Every other year, Samuel Adams Brewery releases a batch of Utopias — a rare craft beer with a strikingly high alcohol percentage. This year’s barrel-aged batch measures in at 28 percent ABV and will set you back $199 per bottle.
“In Utopias, you will get a beer that breaks all the rules and boundaries for beer,” Boston Beer co-founder and Utopias creator Jim Koch told CNBC. “It’s a labor of love. … It’s a fair statement to say it’s iconic.”
The brew is reminiscent of rich vintage port, old cognac, or fine sherry, with notes of dark fruit, subtle sweetness, and a deep, rich, malty smoothness, according to the company’s website. It’s blended with a two-row pale malt combined with Munich and Caramel 60 malts that create the drink’s dark ruby color. Then, three varieties of German noble hops are added to balance the sweetness of the malt: Spalter, Hallertau Mittelfrueh, and Tettnang.
But due to its high ABV rating, Utopias doesn’t have the same bubbly consistency as a regular, hoppy beer.
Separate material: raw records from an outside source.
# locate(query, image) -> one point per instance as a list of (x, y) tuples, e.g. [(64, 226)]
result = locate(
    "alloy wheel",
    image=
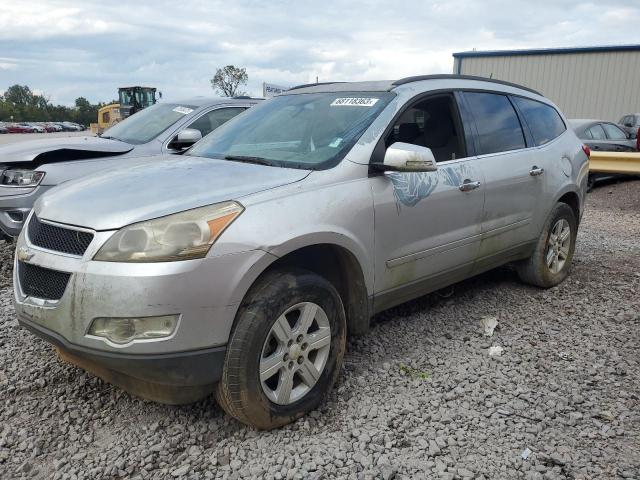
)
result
[(295, 353), (558, 246)]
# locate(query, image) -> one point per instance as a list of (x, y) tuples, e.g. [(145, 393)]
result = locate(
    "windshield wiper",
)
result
[(248, 159)]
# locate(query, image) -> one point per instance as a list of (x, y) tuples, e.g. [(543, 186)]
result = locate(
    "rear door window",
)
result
[(543, 120), (613, 132), (597, 133), (497, 123)]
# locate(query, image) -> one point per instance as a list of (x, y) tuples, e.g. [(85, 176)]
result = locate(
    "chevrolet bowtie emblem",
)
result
[(24, 254)]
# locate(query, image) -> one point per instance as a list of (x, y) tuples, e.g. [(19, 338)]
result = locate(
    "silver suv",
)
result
[(241, 268), (28, 169)]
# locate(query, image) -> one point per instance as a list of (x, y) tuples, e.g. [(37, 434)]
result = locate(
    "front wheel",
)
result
[(551, 260), (285, 350)]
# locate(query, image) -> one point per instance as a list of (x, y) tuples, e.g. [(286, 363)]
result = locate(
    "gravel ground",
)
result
[(419, 396)]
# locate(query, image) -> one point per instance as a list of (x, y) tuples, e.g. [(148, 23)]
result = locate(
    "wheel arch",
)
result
[(572, 199), (337, 264)]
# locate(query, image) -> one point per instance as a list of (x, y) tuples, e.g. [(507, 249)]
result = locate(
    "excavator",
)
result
[(134, 99)]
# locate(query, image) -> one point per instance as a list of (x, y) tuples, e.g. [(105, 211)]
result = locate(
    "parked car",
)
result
[(31, 168), (70, 127), (603, 136), (241, 268), (35, 127), (631, 123), (19, 128)]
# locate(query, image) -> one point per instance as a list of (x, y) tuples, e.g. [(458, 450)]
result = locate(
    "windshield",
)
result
[(147, 124), (308, 131)]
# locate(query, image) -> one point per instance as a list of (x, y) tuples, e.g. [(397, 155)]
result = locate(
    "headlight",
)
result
[(182, 236), (21, 178)]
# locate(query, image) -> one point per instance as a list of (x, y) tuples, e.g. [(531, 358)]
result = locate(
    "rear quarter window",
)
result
[(543, 120), (497, 123)]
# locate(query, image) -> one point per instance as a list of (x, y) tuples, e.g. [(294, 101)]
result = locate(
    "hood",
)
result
[(59, 149), (159, 186)]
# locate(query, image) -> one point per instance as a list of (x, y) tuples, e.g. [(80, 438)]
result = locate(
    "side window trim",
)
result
[(183, 124), (468, 124), (614, 126), (379, 150), (526, 129)]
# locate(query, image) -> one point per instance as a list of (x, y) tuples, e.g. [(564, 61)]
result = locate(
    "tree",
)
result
[(19, 103), (19, 95), (227, 80)]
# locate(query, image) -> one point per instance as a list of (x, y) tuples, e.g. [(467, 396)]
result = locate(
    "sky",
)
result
[(67, 49)]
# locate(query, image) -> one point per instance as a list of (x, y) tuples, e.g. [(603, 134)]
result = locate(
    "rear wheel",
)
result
[(285, 350), (551, 261)]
Instead, it’s actually quite flat. And, for the same reason, it isn’t meant to be consumed all at once. Brewers recommend sipping only 1 ounce at a time.
“My epiphany was there were some great beer styles that nobody has made,” Koch told CNBC. “‘Why should I accept that that passion and ingenuity no longer exists? Let me rethink the craft brewing paradigm.’ ... So I made the first extreme beer. It was the Star Trek of beers.”
2017’s Utopias is a blend of multiple years’ brews, some of which have been aged nearly 24 years in a variety of barrels, and is finished in a moscat barrel — home to a wine known for its smoky flavor.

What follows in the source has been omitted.